What's the best thing we as parents can do for our children? asked the Allentown native, who moved to Emmaus with her husband, Scott, a year ago and opened a local theater company.
The answer was all around her.
''The environment kept coming up,'' Columbus said.
It led the couple, along with Rob Aptaker, to form an exploratory committee that will hold a meeting at 7 tonight in hopes of founding the Lehigh Valley's first green charter school in the East Penn School District.
''We just want it open in time for our daughter when she goes to school,'' Scott Columbus said jokingly, though months of work lie ahead before an application would reach the East Penn School Board, which would have to approve the plan.
A green charter school has an environmental focus with a curriculum, faculty and learning atmosphere that reflects understanding and respect for the health of the planet and all living things.

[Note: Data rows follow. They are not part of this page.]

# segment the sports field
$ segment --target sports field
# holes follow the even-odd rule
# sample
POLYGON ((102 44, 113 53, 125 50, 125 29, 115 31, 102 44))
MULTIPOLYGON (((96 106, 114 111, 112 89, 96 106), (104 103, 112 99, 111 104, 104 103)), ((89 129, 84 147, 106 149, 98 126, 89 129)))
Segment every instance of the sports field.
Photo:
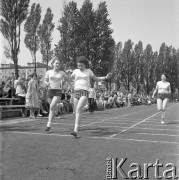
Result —
MULTIPOLYGON (((156 104, 84 113, 77 139, 70 135, 74 116, 62 117, 54 119, 48 133, 47 117, 1 121, 1 180, 105 180, 107 158, 118 158, 118 163, 127 158, 116 179, 126 179, 134 163, 144 176, 144 164, 157 160, 162 179, 170 165, 179 176, 179 103, 169 103, 165 124, 156 104)), ((156 179, 154 168, 148 173, 148 179, 156 179)))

The couple's Circle of Stones Ritual Theater Ensemble of Emmaus has produced plays with environmental and sustainability themes. They have long seen the value of teaching children Earth-friendly lessons that can be carried into adulthood, they said.

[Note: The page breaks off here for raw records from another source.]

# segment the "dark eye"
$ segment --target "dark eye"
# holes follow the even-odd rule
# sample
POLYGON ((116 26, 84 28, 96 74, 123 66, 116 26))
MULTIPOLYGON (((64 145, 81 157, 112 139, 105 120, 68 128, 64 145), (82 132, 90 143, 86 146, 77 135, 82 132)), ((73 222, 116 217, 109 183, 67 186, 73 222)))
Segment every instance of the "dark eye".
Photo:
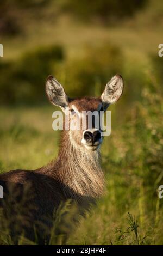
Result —
POLYGON ((76 112, 73 109, 70 109, 70 112, 71 112, 71 114, 72 115, 74 115, 74 114, 76 113, 76 112))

With scientists acknowledging the effects of global warming and more attention on solar energy and alternative fuels, the group is sensing a green school would have broad appeal to young families living in and moving to Emmaus.
After tonight's initial meeting, the group plans to visit other green schools such as the Wissahickon Charter School, which opened in 2002 in Philadelphia. The school focuses on active and service learning centered on academic activities.
So far, the vision for the Emmaus school is to have a curriculum that would allow students to learn and practice natural resource management, Earth stewardship, organic gardening, Earth-friendly consumer skills and ways to reduce environmental degradation and global warming.
''They will have an understanding of how nature works and their relationship to it,'' Pana said. There will be an awareness of the principal challenges of the future,'' she said.
Aptaker, an Allentown resident who contracts with the Philadelphia School District to bring American Indian history into classrooms, said he's just beginning the daunting, slow process for starting the charter. He's hoping people will join the committee so he will have the necessary applications and documents filed by the end of the year.
''We want to start following a model of thinking globally and acting locally,'' he said. ''Not by just talking about it, but doing it.''
Charter school applications must be submitted to the district in which the school would be located by Nov. 15. The school district must review the application, hold public hearings within 45 days, and make a decision within 77 days of the hearings. If a charter application is not approved, the applicant may appeal to the state Charter Appeals Board.